皇帝 -EMPEROR-
第070話 電撃
──機蟲・
電撃を用いる人造の蟲。
地面に埋設されている金属製のレールへ高圧電流を流し、團長のフィルル、副團長のステラ以下戦姫團兵を、一気に感電死させようとした。
飛行武装「ウイング・ユニット」を駆るセイレーンの面々によって、からくも感電を逃れたフィルルたちだが、初撃を回避できたにすぎない。

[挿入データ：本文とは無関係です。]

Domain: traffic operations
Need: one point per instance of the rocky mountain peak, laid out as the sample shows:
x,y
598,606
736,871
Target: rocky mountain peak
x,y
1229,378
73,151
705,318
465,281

ステラに引き上げられているフィルルが、鮮やかな口紅の奥で歯噛み──。
「くっ……電撃とは小癪なっ! ですが言い換えれば、電力の供給元を断てばただの木偶っ! 副團長、奴の背後に回り込めますっ!?」
「……正直、難しい。奴の背後の倉庫内に、発電機の類があると見ますが……。敵もそれを承知で、倉庫の前から離れない。それに……」
「それに……なんですのっ!?」
「戦況が戦況だけに、社交辞令は省きます。フィルル、あなたは重い。こうして抱え上げたままでは、小回りが利きません」
「わ……わたくしは決して、重くなどありませんっ! ただ長身なだけですわっ!」
「わかっています。それから当然ながら、倉庫内にもケーブルや発電装置の守備兵がいるでしょう。電源を断つ戦いであれば、だれかを二階から侵入させての挟撃を行うべき…………はっ!?」
フィルルをぶら下げたまま、倉庫の二階外壁沿いに一周しようとしたステラ。
その進路に、機蟲の左肩から鏃が射出される──。
──ビュッン!
「危ないっ!」
ステラは己へ向けて射出されたと瞬時に判断。
垂直の急上昇で緊急回避。
ウイング・ユニットのエンジンの排ガスが、フィルル自慢の巻き髪を直撃。
「……あつっ! ちょっとステラっ! 下げている人間のことも考えてっ!」
「考えています。黒焦げになるよりはいいでしょう」
「えっ……?」
光る軌跡を描いて放たれた鏃が、向かいの建物のコンクリート壁に深々と刺さる。
しかし軌跡は宙から消えない。
軌跡の正体は、幾本もの銅線を縒って作られた、強固なワイヤー。
愛里か六日見狐がこの場にいれば、「テーザー銃」と呼んだ武器──。
──バチバチバチバチッ!
その初弾を皮切りに、機蟲の左右の肩から三本ずつ、計六本の鏃が射出。
周囲の上空が、電流を帯びたクモの巣に囲まれたようになる。
──バチバチバチバチッ!
──バチバチバチバチッ!
さながら花火のように、上空を跳ねる火花。
ステラたちの左右の動きは、完全に封じられた。
「わたしたちが、蟲の飛翔を防ぐために展開する制空ワイヤー……。それを蟲から使われるとは、皮肉なものです」
愛里か六日見狐がこの場にいれば、「電流爆破デスマッチ」と呼んだ状況。
たまらずネージュがステラたちに並び、撤退を促した──。
「一旦退こうっ、フィルル! あれは明らかに、対ウイング・ユニットの兵装! いまのわれわれには、正面からの撃破は無理だっ!」
「……ですわねっ! それに空を飛べるあなたたちには、航空母艦とやらに乗り込んでいただかないとっ!」
「うむっ!」
現在三カ所で同時に進行している、機蟲との戦い。
フィルルたちには、機蟲がすべて目の前の
クーデター一派の拠点、ガスカ社の支社ビル攻略は至難と見る。
フィルルはやや下方からネージュを見上げながら、悔しげに眉を潜ませた。
「……わたくしの助太刀、アサギの忍者軍団。それに
──パアァンッ!
──ドオオォオオンッ!
まるでフィルルの案を却下するかのように、倉庫内から一発の銃声と爆発音。
直後、機蟲が展開していたワイヤーから、放電の気配が消える────。